Rüyada uçmak
Son düzenlenme tarihi:
Ben düşlerimde mantıklı biçimde uçuyorum; süpermen gibi kolumu ileri uzatıp uçmuyorum. Benim için uçmak tıpkı su altında yüzmek gibi. Sadece sudan daha hafif bir sıvının ya da havadan daha yoğun bir gazın içindeymişim gibi hissediliyor. Uçabilmek için bütün vücudumu kullanmam gerekiyor. Üzerimdeki ağır kıyafetlerden suyun dibine batmışım da su yüzüne çıkmak için çırpınıyormuşcasına iki bacağım ve iki kolumla bi gerçek hayattakinden daha yoğun hissedilen havayı aşağıya ite ite ancak yükselebiliyorum.

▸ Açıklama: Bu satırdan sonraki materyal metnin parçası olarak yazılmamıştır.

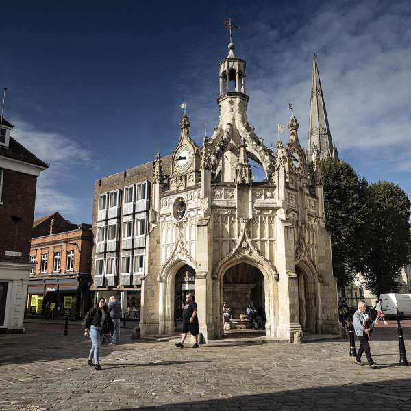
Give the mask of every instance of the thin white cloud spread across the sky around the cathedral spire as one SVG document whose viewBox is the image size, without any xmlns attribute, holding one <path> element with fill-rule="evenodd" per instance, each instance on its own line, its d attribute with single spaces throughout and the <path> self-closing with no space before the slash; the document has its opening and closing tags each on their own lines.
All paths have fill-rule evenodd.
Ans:
<svg viewBox="0 0 411 411">
<path fill-rule="evenodd" d="M 288 121 L 291 102 L 300 123 L 300 141 L 306 145 L 312 53 L 316 52 L 340 157 L 373 167 L 377 178 L 383 178 L 387 168 L 390 173 L 410 173 L 410 3 L 319 3 L 301 22 L 288 10 L 281 24 L 273 18 L 280 12 L 276 7 L 266 3 L 265 8 L 253 8 L 251 14 L 242 15 L 235 39 L 236 55 L 247 60 L 248 116 L 258 135 L 272 145 L 277 123 Z M 292 32 L 287 25 L 294 27 Z M 194 60 L 202 66 L 208 64 L 201 52 Z M 192 107 L 193 134 L 199 135 L 200 121 L 206 116 L 215 122 L 218 115 L 204 110 L 204 101 L 208 106 L 215 101 L 217 70 L 199 76 L 196 86 L 199 89 L 191 90 L 188 104 Z M 393 178 L 398 181 L 403 175 Z"/>
</svg>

Bazı rüyalarda havayı daha hafif hissediyorum ve yükselmesi buna göre zorlaşıyor. Ne olursa olsun istediğim kadar yükselebilmem ya da hiç efor sarfetmeden uçabilmem muhtemelen hiçbir düşümde mümkün olmadı. Bazen gücüm sadece iki üç insan boyu, bazen bir apartman boyu, bazen de şanslıysam bir gökdelen boyu yükselmeye yetiyor. Bulutlara erişmek ise çok nadir bir durum. Maalesef çoğu rüyada iki üç insan boyu yükselebilmek bile nasip olmuyor.
Sadece kötü karakterlerden kaçtığım rüya tipinde uçabiliyorum. Benden başka uçabilen olmuyor ama benim uçabilmem yine de bir mucize gibi değil de kabiliyet olarak görülüyor. Bazen bu kötülerden havada tepinme kabiliyetim sayesinde uzun süren bir kovalamacanın ardından kaçabiliyorum. Ancak biraz uzaklaşmakla içim rahat etmez. Bunlar bana zarar vermek isteyen ve elinin altında bin bir numarası olan gaddar kişiler. O yüzden dünyasını öbür ucuna kadar havada tepine tepine gitmem lazım. Bu da kötü karakterlerden kaçma rüya tipini ayrı bir rüya tipi olarak gördüğüm gezginci rüya tipine dönüşmesine sebep olabiliyor. Tehlikelerden iyice uzaklaştıkça vücuttaki stres de buna göre azalmaya ve rüya daha hoşa gitmeye başlıyor. Yeni mekanlar görüyor, yeni maceralar yaşıyorum. Keyifle uça uça gezmek dolaşmak iyi güzel ama arkamda bırakıp gittiğim yerler ise bu rüyalara biraz burukluk katıyor.